In early 2002, Microsoft shipped .NET, a suite of new technologies for Windows first announced in the summer of 2000. The attendant media frenzy concentrated on its support for web services, but .NET has far greater scope than that—it could change the way all Windows programs are written. .NET offers greatly improved productivity to developers by replacing swathes of the Win32 API with new, much higher level object-oriented APIs, allowing you to focus on the task at hand without being distracted by myriad petty details.
This book is about the technology behind Windows applications that run on this new .NET platform. In particular, it focuses on rich client applications—i.e., traditional interactive programs with a graphical user interface (GUI) that run locally on your computer. Although web applications have become very popular in recent years, experience with these thin clients has taught us that there is still very much a place for the more traditional style of Windows application. If you’ve ever had to switch from Outlook to a web mail service when working away from the office, you know just how much web applications leave to be desired.
The new programming interface for writing Windows applications with GUIs is called Windows Forms. This replaces all the old programming models, and not just the C++ favorites, such as MFC or raw Win32, but also the Forms package used in Visual Basic 6.0 and earlier. Windows Forms combines the best features from all these models, and it is the long term future of Windows development.

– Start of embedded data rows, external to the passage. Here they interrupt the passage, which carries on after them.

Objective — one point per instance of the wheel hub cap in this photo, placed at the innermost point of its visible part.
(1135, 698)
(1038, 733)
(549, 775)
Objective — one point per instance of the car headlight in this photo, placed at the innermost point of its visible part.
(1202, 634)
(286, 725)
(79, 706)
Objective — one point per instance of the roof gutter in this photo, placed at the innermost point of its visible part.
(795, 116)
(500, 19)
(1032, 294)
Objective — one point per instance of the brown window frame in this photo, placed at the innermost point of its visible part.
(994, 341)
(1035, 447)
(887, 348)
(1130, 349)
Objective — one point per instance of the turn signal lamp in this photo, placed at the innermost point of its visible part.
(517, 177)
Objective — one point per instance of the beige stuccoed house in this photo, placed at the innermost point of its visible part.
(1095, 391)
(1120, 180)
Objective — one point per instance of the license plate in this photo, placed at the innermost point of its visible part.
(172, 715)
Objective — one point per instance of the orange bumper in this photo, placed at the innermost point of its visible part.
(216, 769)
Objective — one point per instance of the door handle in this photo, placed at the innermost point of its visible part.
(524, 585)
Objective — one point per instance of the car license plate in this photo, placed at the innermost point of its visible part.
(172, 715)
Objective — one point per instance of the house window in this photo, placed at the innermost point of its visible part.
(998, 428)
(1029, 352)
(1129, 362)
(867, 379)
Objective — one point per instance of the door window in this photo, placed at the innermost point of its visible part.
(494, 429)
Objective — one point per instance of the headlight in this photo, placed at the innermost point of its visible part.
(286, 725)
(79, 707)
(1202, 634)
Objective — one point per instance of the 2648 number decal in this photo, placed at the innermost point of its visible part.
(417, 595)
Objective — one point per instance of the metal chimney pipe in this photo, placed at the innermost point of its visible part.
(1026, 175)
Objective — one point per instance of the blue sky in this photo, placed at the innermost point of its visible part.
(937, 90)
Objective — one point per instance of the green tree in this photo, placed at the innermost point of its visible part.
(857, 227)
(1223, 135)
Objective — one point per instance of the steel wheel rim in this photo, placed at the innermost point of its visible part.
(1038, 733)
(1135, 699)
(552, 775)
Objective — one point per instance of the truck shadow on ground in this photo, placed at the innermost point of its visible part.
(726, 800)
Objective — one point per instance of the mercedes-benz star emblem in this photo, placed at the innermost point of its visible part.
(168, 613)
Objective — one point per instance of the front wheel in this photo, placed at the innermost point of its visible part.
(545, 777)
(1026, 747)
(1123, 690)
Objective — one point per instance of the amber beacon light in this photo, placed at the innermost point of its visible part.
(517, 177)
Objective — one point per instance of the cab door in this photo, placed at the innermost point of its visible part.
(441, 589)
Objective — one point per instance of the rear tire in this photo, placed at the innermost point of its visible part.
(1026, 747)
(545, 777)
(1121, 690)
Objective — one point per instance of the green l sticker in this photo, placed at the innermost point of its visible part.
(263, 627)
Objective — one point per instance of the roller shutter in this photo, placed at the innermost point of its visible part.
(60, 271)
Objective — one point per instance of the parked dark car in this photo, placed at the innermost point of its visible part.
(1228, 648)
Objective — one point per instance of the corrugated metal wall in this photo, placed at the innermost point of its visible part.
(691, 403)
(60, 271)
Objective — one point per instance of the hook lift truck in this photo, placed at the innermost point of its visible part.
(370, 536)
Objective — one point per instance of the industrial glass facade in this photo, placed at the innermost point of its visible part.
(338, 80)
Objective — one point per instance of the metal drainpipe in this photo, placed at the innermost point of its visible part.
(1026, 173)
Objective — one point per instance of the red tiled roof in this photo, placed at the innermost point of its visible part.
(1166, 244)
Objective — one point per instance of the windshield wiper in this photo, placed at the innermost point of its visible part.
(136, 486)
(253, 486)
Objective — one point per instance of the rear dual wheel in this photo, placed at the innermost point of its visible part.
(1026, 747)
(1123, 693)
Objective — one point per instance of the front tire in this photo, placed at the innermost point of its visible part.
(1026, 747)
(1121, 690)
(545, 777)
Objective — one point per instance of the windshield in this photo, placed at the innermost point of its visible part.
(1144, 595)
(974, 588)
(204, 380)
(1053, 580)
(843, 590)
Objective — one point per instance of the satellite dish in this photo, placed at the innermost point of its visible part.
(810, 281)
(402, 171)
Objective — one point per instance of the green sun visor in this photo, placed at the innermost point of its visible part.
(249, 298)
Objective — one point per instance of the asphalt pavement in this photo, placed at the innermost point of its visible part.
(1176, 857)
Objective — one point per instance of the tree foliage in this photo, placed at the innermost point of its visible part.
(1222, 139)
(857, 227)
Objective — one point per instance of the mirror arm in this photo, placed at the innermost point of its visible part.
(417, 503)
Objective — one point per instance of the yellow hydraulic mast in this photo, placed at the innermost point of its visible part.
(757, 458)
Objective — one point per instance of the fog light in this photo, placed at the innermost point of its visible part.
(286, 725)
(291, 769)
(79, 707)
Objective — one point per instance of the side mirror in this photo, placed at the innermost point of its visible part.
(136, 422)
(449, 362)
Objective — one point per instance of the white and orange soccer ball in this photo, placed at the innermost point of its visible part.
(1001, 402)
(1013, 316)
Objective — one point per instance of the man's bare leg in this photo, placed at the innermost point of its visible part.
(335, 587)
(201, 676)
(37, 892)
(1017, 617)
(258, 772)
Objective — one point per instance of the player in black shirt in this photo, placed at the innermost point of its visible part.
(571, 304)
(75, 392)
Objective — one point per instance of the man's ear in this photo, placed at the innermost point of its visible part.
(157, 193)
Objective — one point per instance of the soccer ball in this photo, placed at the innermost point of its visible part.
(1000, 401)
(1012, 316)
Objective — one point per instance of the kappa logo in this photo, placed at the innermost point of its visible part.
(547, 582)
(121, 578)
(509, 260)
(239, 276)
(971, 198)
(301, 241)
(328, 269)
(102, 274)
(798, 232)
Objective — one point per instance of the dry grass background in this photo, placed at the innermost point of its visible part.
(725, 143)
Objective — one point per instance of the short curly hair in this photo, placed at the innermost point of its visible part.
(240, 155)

It is important to understand why Microsoft decided to make such sweeping changes to Windows software development. Deprecating all the APIs used by the vast majority of programs seems like a wildly irresponsible move calculated to alienate anyone who ever wrote a Windows application. And yet, the majority of developers who look at .NET in any detail soon become big fans, especially those from a C++ background.
.NET raises the level of abstraction that developers work with—almost every service provided by the platform is now exposed through a higher-level programming interface than before. In Win32, the API was procedural in that all services were accessed through C function calls, using opaque handles to represent entities that outlived single function calls (e.g., windows or files). Developers had to expend a lot of effort dealing with low-level details such as memory management, which as the lucrative market in memory leak detection tools illustrates, was a source of much grief. By contrast, .NET provides all its services through a class library, and many low-level programming details are now dealt with by the platform (for example, the .NET runtime manages memory with a garbage collection scheme).
Veteran MFC or WTL developers might well point out that they have always used object-oriented abstractions for constructs such as windows and files. And Visual Basic developers can equally remind us that they have never had to deal with low-level minutiae. However, all these programming systems suffer from being wrappers on top of the “real” API, Win32. This is problematic because none of them provides a watertight abstraction—the underlying API is forever making its presence felt. This is particularly intrusive with the C++ class libraries: it’s just not possible to write a nontrivial C++ Windows application without having to deal with some Win32 construct sooner or later.
Visual Basic does slightly better—it has enabled many people to become productive developers without ever understanding how Windows really works at the lowest levels. But Visual Basic runs into trouble as soon as you need to do something that it wasn’t designed to support. It relies on ActiveX controls or COM components to exploit certain platform services, which is fine when such a component exists, but it means that support for the latest features of the OS can be somewhat late in arriving. While C++ developers can use new features as soon as they appear, Visual Basic developers must wait for a C++ developer to write them an ActiveX control. Visual Basic also suffers from a slightly more insidious problem. The high-level model it presents is a simplification of the Win32 model, and as such it differs in certain respects. If you write nothing but data entry forms this will almost certainly never cause you any problems, but if you need to exercise fine control over an application’s behavior, Visual Basic’s supposedly helpful model can sometimes be extremely frustrating.
So why is .NET any better? The crucial difference is that with .NET, all languages use the same API: Windows Forms. Of course, to provide its services, the current .NET Framework still relies on Win32 (or, in the case of the .NET Compact Framework, either Pocket PC or Windows CE.NET), but developers are strongly discouraged from bypassing the class libraries to call the underlying platform. Windows Forms has been designed to be a comprehensive abstraction rather than a thin wrapper, and it is entirely possible to write nontrivial GUI applications without ever needing to resort to calling into Win32 directly. This is very unlike MFC, which was effectively impossible to use without being exposed to Win32. Furthermore, because all languages use the same API, any new features added to the .NET Framework are instantly available to everyone—Visual Basic developers are no longer beholden to third parties to write them wrappers for new functionality.
There are two elements of .NET that allow this to work where the previous technologies, such as MFC and Visual Basic 6.0, have had only partial success. One is the new runtime—all languages share a single runtime, the Common Language Runtime (CLR), which means that all languages have the same type system and runtime semantics. This crucial development enables the platform’s services to be exposed through a single API that is accessible to all languages. And this API itself is the second element—the platform’s services are exposed through an object-oriented programming interface called the .NET Framework Class Library. We will spend the rest of this chapter looking at these two new features.